The EAT also stressed in that case that the mere existence of a policy is not sufficient, and that it is essential that the employer take practical steps to implement it.
What should employers do?
1. Promote policies
- Put in place comprehensive anti-discrimination, anti-harassment and bullying policies.
- Take steps to ensure that the policies are properly implemented, promoted and supported by the highest level within the organisation.
- To bring home to individuals the unacceptability of harassment and bullying, remind staff that harassment and bullying amount to gross misconduct for which dismissal may result, and that the individual perpetrator may face a claim resulting in personal financial liability to the victim.
- Ensure all employees are aware of the policies and their implications through a comprehensive training programme, which allows proper exploration and testing of staff understanding.
- Ensure managers and supervisors are trained in how to handle and report equal opportunities and harassment issues promptly and appropriately.
- Ensure policies and training are regularly reviewed and refreshed.
- Training should be conducted regularly but be prepared to adjust timescales. If there is cause to believe that employees have forgotten or not taken on board the training, it should be refreshed sooner than originally scheduled.
4. Follow through
- Take prompt action whenever there is evidence of harassment or bullying behaviour, whether or not anyone has complained.

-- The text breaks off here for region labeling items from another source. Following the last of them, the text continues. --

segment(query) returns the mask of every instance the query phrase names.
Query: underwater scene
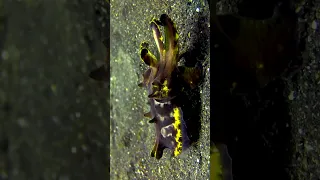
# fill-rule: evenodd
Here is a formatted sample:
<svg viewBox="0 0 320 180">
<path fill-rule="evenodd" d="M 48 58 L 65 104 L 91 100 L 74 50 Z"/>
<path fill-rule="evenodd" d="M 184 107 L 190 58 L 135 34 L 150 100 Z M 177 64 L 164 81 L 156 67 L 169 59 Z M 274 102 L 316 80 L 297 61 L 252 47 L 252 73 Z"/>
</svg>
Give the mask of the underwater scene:
<svg viewBox="0 0 320 180">
<path fill-rule="evenodd" d="M 110 5 L 110 178 L 208 179 L 208 2 Z"/>
</svg>

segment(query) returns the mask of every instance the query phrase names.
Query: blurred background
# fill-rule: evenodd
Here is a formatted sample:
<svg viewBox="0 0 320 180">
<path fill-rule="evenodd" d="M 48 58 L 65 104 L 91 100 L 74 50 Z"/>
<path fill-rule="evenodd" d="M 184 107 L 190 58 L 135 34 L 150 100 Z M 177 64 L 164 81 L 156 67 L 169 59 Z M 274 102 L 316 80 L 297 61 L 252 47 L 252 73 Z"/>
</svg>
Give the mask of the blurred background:
<svg viewBox="0 0 320 180">
<path fill-rule="evenodd" d="M 105 61 L 106 10 L 0 1 L 0 179 L 108 177 L 109 88 L 89 78 Z"/>
</svg>

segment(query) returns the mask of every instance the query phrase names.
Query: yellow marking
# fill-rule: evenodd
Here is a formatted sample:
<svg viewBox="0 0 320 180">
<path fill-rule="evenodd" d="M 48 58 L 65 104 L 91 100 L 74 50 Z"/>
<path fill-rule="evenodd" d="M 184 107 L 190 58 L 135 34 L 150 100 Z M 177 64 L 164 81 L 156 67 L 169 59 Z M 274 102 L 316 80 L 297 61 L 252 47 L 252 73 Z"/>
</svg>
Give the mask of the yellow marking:
<svg viewBox="0 0 320 180">
<path fill-rule="evenodd" d="M 164 80 L 163 82 L 163 88 L 162 88 L 162 94 L 163 96 L 167 97 L 169 95 L 169 87 L 168 87 L 168 81 Z"/>
<path fill-rule="evenodd" d="M 164 138 L 172 136 L 172 133 L 167 133 L 167 130 L 166 130 L 166 129 L 167 129 L 167 127 L 161 128 L 161 135 L 162 135 Z"/>
<path fill-rule="evenodd" d="M 180 116 L 181 114 L 180 114 L 179 108 L 177 107 L 173 108 L 173 117 L 174 117 L 173 127 L 177 131 L 176 138 L 175 138 L 177 145 L 176 145 L 176 148 L 174 148 L 174 152 L 173 152 L 174 156 L 178 156 L 182 152 L 182 141 L 179 140 L 180 138 L 182 139 L 182 132 L 180 128 L 181 126 Z"/>
<path fill-rule="evenodd" d="M 164 121 L 164 117 L 163 116 L 158 115 L 158 117 L 159 117 L 160 121 Z"/>
</svg>

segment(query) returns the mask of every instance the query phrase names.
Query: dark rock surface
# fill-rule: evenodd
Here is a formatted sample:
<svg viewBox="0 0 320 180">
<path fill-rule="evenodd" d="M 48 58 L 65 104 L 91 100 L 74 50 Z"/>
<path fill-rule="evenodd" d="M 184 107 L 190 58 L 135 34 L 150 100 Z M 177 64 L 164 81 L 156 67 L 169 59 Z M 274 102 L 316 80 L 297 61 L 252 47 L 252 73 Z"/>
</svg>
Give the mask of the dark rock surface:
<svg viewBox="0 0 320 180">
<path fill-rule="evenodd" d="M 0 1 L 0 179 L 106 179 L 95 1 Z"/>
</svg>

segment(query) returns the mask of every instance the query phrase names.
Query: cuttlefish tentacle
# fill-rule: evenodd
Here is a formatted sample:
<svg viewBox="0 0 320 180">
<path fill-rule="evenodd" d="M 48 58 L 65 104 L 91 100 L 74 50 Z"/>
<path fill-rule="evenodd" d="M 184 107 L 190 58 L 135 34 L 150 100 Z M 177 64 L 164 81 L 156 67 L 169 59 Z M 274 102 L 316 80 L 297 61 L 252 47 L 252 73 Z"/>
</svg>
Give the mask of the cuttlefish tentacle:
<svg viewBox="0 0 320 180">
<path fill-rule="evenodd" d="M 156 68 L 158 64 L 156 56 L 148 50 L 148 43 L 146 42 L 143 42 L 140 45 L 140 58 L 144 63 L 152 68 Z"/>
<path fill-rule="evenodd" d="M 150 78 L 153 78 L 157 74 L 158 60 L 155 55 L 153 55 L 151 51 L 149 51 L 148 46 L 149 45 L 146 42 L 142 42 L 140 44 L 140 58 L 145 64 L 150 67 L 143 74 L 143 81 L 138 84 L 140 87 L 149 84 Z"/>
<path fill-rule="evenodd" d="M 155 18 L 153 18 L 150 22 L 150 27 L 153 32 L 153 38 L 156 41 L 157 48 L 158 48 L 158 51 L 159 51 L 160 57 L 161 57 L 161 56 L 163 56 L 163 53 L 164 53 L 164 47 L 163 47 L 163 37 L 162 37 L 161 32 L 159 30 L 159 25 L 161 25 L 160 21 Z M 162 58 L 160 58 L 160 61 L 161 61 L 161 59 Z"/>
<path fill-rule="evenodd" d="M 166 77 L 170 77 L 174 68 L 178 63 L 179 56 L 179 48 L 178 48 L 178 39 L 179 35 L 175 28 L 173 21 L 166 14 L 161 15 L 160 21 L 164 27 L 164 37 L 165 37 L 165 64 L 163 67 L 163 75 Z M 161 77 L 162 79 L 166 77 Z"/>
</svg>

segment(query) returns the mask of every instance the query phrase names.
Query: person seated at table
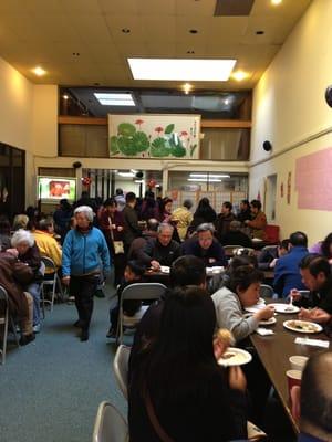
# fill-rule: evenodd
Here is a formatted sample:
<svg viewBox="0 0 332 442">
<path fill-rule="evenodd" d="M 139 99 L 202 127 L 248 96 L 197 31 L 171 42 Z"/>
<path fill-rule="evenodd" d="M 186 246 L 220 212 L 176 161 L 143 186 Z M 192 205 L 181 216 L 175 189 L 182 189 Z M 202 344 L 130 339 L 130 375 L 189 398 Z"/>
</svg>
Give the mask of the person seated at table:
<svg viewBox="0 0 332 442">
<path fill-rule="evenodd" d="M 273 288 L 279 297 L 287 297 L 292 288 L 305 290 L 299 264 L 308 255 L 308 238 L 303 232 L 293 232 L 289 238 L 289 252 L 277 261 Z"/>
<path fill-rule="evenodd" d="M 220 442 L 247 439 L 246 380 L 217 364 L 216 313 L 197 286 L 165 301 L 159 330 L 136 360 L 128 389 L 132 441 Z"/>
<path fill-rule="evenodd" d="M 241 232 L 240 221 L 234 220 L 229 224 L 229 231 L 220 238 L 222 245 L 242 245 L 242 248 L 252 249 L 251 239 Z"/>
<path fill-rule="evenodd" d="M 33 298 L 23 292 L 33 277 L 32 269 L 8 252 L 0 253 L 0 284 L 7 291 L 9 313 L 18 322 L 21 330 L 20 345 L 24 346 L 34 340 L 33 333 Z M 1 309 L 1 302 L 0 302 Z"/>
<path fill-rule="evenodd" d="M 116 336 L 118 311 L 121 303 L 121 295 L 125 287 L 131 284 L 142 283 L 145 269 L 138 265 L 135 261 L 128 261 L 125 266 L 123 282 L 117 286 L 117 305 L 114 308 L 110 308 L 110 329 L 107 332 L 107 338 L 114 338 Z M 123 302 L 123 312 L 127 316 L 134 316 L 142 305 L 141 301 L 127 299 Z"/>
<path fill-rule="evenodd" d="M 260 240 L 266 239 L 267 215 L 261 210 L 261 202 L 252 200 L 250 202 L 251 218 L 245 221 L 245 224 L 250 228 L 251 238 Z"/>
<path fill-rule="evenodd" d="M 309 248 L 309 252 L 325 256 L 329 263 L 332 264 L 332 233 L 329 233 L 323 241 L 319 241 Z"/>
<path fill-rule="evenodd" d="M 276 267 L 279 257 L 288 254 L 289 239 L 282 240 L 279 245 L 274 248 L 268 246 L 262 249 L 258 255 L 258 269 L 271 270 Z"/>
<path fill-rule="evenodd" d="M 314 320 L 315 308 L 332 314 L 332 274 L 329 261 L 317 254 L 310 253 L 299 264 L 302 281 L 310 290 L 309 297 L 303 297 L 298 290 L 292 290 L 294 304 L 301 306 L 300 318 Z"/>
<path fill-rule="evenodd" d="M 207 267 L 214 265 L 227 267 L 228 261 L 224 249 L 214 238 L 214 224 L 205 222 L 198 225 L 196 232 L 197 238 L 190 238 L 184 242 L 183 254 L 199 257 Z"/>
<path fill-rule="evenodd" d="M 300 424 L 298 442 L 332 441 L 332 352 L 311 356 L 301 387 L 291 389 L 292 415 Z"/>
<path fill-rule="evenodd" d="M 165 222 L 159 224 L 157 238 L 148 240 L 138 254 L 138 262 L 155 271 L 160 270 L 162 265 L 170 266 L 180 255 L 180 245 L 172 240 L 173 231 L 174 228 L 170 224 Z"/>
<path fill-rule="evenodd" d="M 246 317 L 242 309 L 258 303 L 263 273 L 250 265 L 236 267 L 229 273 L 225 286 L 212 295 L 217 326 L 230 330 L 237 341 L 255 332 L 259 322 L 273 316 L 274 309 L 266 306 Z"/>
</svg>

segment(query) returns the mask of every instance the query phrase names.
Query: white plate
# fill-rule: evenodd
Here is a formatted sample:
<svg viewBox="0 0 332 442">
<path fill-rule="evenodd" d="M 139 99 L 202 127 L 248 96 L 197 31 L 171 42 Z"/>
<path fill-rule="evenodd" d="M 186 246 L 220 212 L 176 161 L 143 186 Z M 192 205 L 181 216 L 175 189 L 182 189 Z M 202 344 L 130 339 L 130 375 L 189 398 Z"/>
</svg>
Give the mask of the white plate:
<svg viewBox="0 0 332 442">
<path fill-rule="evenodd" d="M 298 313 L 298 312 L 300 312 L 300 308 L 297 307 L 295 305 L 290 305 L 290 304 L 278 304 L 278 303 L 276 303 L 276 304 L 269 304 L 269 305 L 272 305 L 272 306 L 274 307 L 274 311 L 276 311 L 277 313 L 289 313 L 289 314 L 291 314 L 291 313 Z"/>
<path fill-rule="evenodd" d="M 291 332 L 305 333 L 305 334 L 320 333 L 323 329 L 323 327 L 319 324 L 299 319 L 286 320 L 283 323 L 283 327 Z"/>
<path fill-rule="evenodd" d="M 227 355 L 230 357 L 225 358 Z M 224 367 L 243 366 L 252 359 L 250 352 L 236 347 L 229 347 L 222 356 L 224 357 L 218 360 L 218 364 Z"/>
<path fill-rule="evenodd" d="M 167 265 L 160 265 L 162 273 L 169 273 L 169 267 Z"/>
</svg>

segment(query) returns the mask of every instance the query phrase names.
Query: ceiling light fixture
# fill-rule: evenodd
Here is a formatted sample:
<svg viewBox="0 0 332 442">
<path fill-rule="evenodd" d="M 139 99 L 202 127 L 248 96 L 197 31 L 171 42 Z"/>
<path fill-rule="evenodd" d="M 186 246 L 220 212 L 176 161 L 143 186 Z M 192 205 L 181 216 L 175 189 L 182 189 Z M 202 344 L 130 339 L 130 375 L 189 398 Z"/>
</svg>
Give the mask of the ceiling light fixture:
<svg viewBox="0 0 332 442">
<path fill-rule="evenodd" d="M 37 66 L 32 70 L 32 72 L 38 75 L 38 76 L 43 76 L 45 75 L 46 71 L 43 70 L 41 66 Z"/>
<path fill-rule="evenodd" d="M 134 80 L 226 82 L 236 60 L 127 59 Z"/>
</svg>

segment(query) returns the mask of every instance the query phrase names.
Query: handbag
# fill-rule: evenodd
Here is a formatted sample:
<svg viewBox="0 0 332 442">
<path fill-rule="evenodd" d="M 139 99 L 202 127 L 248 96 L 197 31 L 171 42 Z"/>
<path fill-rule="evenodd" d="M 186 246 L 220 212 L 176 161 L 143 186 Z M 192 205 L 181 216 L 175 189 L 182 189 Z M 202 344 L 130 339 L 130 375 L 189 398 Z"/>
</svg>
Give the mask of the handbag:
<svg viewBox="0 0 332 442">
<path fill-rule="evenodd" d="M 110 228 L 111 228 L 111 239 L 113 242 L 113 249 L 114 249 L 114 254 L 115 255 L 120 255 L 124 253 L 124 245 L 123 245 L 123 241 L 114 241 L 114 235 L 113 235 L 113 230 L 112 230 L 112 220 L 111 218 L 108 218 L 108 223 L 110 223 Z"/>
</svg>

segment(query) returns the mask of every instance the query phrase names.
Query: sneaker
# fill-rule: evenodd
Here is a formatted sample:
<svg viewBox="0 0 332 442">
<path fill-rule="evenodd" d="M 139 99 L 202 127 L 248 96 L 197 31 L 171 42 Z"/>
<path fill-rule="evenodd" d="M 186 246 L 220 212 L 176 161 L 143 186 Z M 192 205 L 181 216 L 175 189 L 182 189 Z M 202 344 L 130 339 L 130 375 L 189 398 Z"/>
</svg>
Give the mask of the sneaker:
<svg viewBox="0 0 332 442">
<path fill-rule="evenodd" d="M 106 334 L 106 338 L 116 338 L 116 329 L 113 328 L 112 325 Z"/>
<path fill-rule="evenodd" d="M 24 345 L 32 343 L 34 339 L 35 339 L 35 337 L 34 337 L 33 333 L 31 333 L 30 335 L 22 335 L 19 344 L 20 344 L 20 346 L 24 346 Z"/>
<path fill-rule="evenodd" d="M 33 326 L 33 333 L 40 333 L 40 324 Z"/>
</svg>

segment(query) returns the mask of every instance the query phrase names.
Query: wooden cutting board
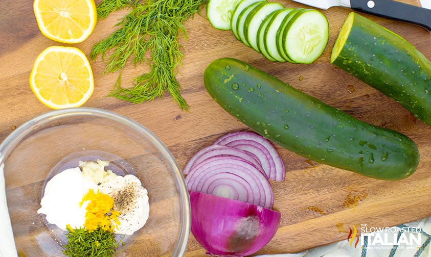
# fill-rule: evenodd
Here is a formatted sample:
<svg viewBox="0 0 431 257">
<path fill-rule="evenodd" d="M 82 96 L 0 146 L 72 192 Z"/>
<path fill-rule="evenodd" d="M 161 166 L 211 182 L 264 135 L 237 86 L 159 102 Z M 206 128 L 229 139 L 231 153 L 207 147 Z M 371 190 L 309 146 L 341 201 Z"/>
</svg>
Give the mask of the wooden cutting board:
<svg viewBox="0 0 431 257">
<path fill-rule="evenodd" d="M 278 2 L 285 7 L 305 7 L 287 0 Z M 402 2 L 419 5 L 414 0 Z M 32 4 L 30 0 L 0 2 L 0 140 L 25 121 L 50 111 L 33 95 L 28 78 L 36 56 L 49 46 L 62 44 L 40 33 Z M 186 22 L 188 39 L 182 39 L 185 57 L 177 78 L 191 106 L 189 112 L 182 111 L 169 95 L 141 105 L 106 97 L 118 73 L 102 75 L 105 64 L 100 59 L 92 62 L 96 89 L 85 106 L 111 110 L 139 122 L 167 145 L 182 168 L 195 152 L 219 136 L 247 130 L 213 100 L 203 82 L 205 69 L 214 59 L 230 57 L 245 61 L 361 120 L 405 134 L 416 142 L 421 155 L 415 173 L 401 181 L 388 182 L 319 165 L 276 145 L 286 172 L 285 182 L 272 183 L 274 209 L 281 213 L 281 223 L 273 240 L 257 253 L 298 252 L 347 240 L 353 226 L 386 227 L 425 217 L 431 215 L 431 127 L 329 63 L 335 39 L 350 11 L 339 7 L 322 11 L 330 27 L 328 47 L 314 63 L 301 65 L 266 60 L 237 41 L 231 31 L 212 28 L 204 9 L 201 15 Z M 119 11 L 100 20 L 90 37 L 75 46 L 88 55 L 95 43 L 115 30 L 113 25 L 125 13 Z M 364 16 L 404 37 L 431 59 L 429 32 L 415 25 Z M 145 66 L 128 67 L 123 85 L 145 70 Z M 205 254 L 191 236 L 186 256 Z"/>
</svg>

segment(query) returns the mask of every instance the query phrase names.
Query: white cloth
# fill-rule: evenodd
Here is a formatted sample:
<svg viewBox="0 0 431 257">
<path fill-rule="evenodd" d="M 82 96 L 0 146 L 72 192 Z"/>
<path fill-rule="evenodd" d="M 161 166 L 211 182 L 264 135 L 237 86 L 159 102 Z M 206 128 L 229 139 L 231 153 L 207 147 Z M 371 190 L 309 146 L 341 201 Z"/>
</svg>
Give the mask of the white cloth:
<svg viewBox="0 0 431 257">
<path fill-rule="evenodd" d="M 0 153 L 1 155 L 1 153 Z M 5 175 L 3 168 L 5 164 L 0 164 L 0 257 L 18 256 L 15 247 L 15 240 L 12 231 L 10 217 L 8 211 Z"/>
</svg>

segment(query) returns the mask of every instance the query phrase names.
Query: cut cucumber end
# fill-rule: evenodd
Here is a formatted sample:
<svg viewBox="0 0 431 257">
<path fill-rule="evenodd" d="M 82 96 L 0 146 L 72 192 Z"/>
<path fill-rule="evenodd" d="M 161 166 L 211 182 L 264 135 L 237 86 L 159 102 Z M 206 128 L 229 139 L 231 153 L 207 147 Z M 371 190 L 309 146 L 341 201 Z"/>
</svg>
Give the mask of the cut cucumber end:
<svg viewBox="0 0 431 257">
<path fill-rule="evenodd" d="M 331 63 L 332 63 L 337 59 L 338 55 L 339 55 L 339 53 L 344 47 L 344 45 L 346 44 L 347 38 L 350 34 L 352 26 L 353 25 L 353 21 L 355 18 L 354 15 L 355 13 L 353 12 L 349 13 L 347 16 L 347 18 L 345 20 L 343 26 L 341 27 L 338 36 L 337 37 L 337 39 L 335 40 L 335 43 L 332 47 L 332 53 L 331 54 Z"/>
<path fill-rule="evenodd" d="M 210 0 L 207 5 L 207 18 L 213 27 L 231 30 L 231 20 L 240 0 Z"/>
<path fill-rule="evenodd" d="M 310 9 L 298 13 L 286 28 L 284 51 L 292 61 L 309 64 L 322 55 L 328 45 L 329 25 L 325 15 Z"/>
</svg>

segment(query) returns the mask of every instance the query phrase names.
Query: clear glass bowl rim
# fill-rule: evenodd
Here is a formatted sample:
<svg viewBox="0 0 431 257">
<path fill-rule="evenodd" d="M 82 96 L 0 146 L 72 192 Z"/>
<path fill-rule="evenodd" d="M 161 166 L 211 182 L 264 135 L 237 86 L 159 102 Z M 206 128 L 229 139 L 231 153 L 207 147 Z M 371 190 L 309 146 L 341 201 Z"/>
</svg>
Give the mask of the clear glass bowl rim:
<svg viewBox="0 0 431 257">
<path fill-rule="evenodd" d="M 9 134 L 0 144 L 0 165 L 9 156 L 19 142 L 33 130 L 35 126 L 40 126 L 58 119 L 74 116 L 92 116 L 110 119 L 121 123 L 142 134 L 150 141 L 161 153 L 166 157 L 166 161 L 175 177 L 179 194 L 180 205 L 183 207 L 180 213 L 181 227 L 172 257 L 184 256 L 187 247 L 190 233 L 191 215 L 189 193 L 181 170 L 167 147 L 148 128 L 138 122 L 114 112 L 91 107 L 78 107 L 51 111 L 33 118 L 22 124 Z M 6 168 L 6 167 L 5 167 Z"/>
</svg>

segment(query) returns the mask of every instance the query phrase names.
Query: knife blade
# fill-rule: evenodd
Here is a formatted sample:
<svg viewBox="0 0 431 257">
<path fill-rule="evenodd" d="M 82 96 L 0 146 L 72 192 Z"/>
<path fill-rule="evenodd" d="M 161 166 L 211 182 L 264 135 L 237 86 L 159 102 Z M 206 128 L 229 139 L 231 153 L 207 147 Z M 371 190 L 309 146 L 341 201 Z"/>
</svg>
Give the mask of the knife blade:
<svg viewBox="0 0 431 257">
<path fill-rule="evenodd" d="M 293 0 L 324 10 L 334 6 L 414 24 L 431 31 L 431 10 L 392 0 Z"/>
</svg>

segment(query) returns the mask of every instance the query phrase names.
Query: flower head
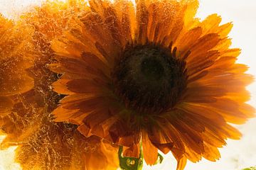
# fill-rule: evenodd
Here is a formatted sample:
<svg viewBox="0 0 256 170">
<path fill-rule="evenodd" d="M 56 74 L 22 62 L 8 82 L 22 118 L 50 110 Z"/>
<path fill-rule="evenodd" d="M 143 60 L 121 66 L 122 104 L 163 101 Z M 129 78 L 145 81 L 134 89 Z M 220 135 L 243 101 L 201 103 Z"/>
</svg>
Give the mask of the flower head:
<svg viewBox="0 0 256 170">
<path fill-rule="evenodd" d="M 31 51 L 32 28 L 14 23 L 0 14 L 0 116 L 12 109 L 14 95 L 28 91 L 33 80 L 26 69 L 31 67 L 33 56 Z"/>
<path fill-rule="evenodd" d="M 21 19 L 35 29 L 28 40 L 36 57 L 29 69 L 35 86 L 16 96 L 11 113 L 0 117 L 0 130 L 6 135 L 0 146 L 18 145 L 16 159 L 25 170 L 114 170 L 118 166 L 118 148 L 97 136 L 83 136 L 75 125 L 55 123 L 50 115 L 63 96 L 50 86 L 58 75 L 47 67 L 53 62 L 50 42 L 63 33 L 68 18 L 78 10 L 68 4 L 46 2 Z"/>
<path fill-rule="evenodd" d="M 229 48 L 232 24 L 216 14 L 194 17 L 196 0 L 90 0 L 52 42 L 62 74 L 54 90 L 67 95 L 55 121 L 79 125 L 124 146 L 124 155 L 154 164 L 158 150 L 171 152 L 183 169 L 187 159 L 220 158 L 218 148 L 241 134 L 229 123 L 253 116 L 245 103 L 252 81 Z"/>
</svg>

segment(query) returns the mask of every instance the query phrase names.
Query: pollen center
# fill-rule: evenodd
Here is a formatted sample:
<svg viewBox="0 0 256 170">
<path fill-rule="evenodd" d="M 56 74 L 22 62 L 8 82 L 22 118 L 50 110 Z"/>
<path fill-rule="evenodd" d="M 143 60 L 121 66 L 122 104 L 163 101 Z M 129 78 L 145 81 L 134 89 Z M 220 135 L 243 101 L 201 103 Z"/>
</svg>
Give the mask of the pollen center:
<svg viewBox="0 0 256 170">
<path fill-rule="evenodd" d="M 171 50 L 127 46 L 113 71 L 115 92 L 137 113 L 161 113 L 173 106 L 186 84 L 185 62 Z"/>
<path fill-rule="evenodd" d="M 146 58 L 141 64 L 142 72 L 145 77 L 152 81 L 159 80 L 164 74 L 161 62 L 154 58 Z"/>
</svg>

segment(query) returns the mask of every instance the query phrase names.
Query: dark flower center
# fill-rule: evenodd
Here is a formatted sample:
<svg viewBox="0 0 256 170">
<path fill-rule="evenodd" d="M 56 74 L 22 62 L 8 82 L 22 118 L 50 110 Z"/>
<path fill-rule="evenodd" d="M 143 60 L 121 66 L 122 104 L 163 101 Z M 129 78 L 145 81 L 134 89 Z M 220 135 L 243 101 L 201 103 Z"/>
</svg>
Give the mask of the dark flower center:
<svg viewBox="0 0 256 170">
<path fill-rule="evenodd" d="M 176 50 L 157 45 L 127 45 L 113 72 L 117 95 L 139 113 L 172 107 L 186 86 L 186 63 Z"/>
</svg>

- Ensure that reported incidents are dealt with promptly, appropriately and effectively. Take any complaint seriously.
5. Follow up
- Check that the policies and training are effectively applied in practice by those who have undergone it, not only evidenced by incidents being prevented but also by managers taking appropriate action and reporting to HR if incidents do occur.
- After any incidence has been resolved, check that working relationships have settled down and there are no recriminations.
Fingers crossed, HR will never have to hear "it was just banter" again.
The content of this article is intended to provide a general guide to the subject matter. Specialist advice should be sought about your specific circumstances.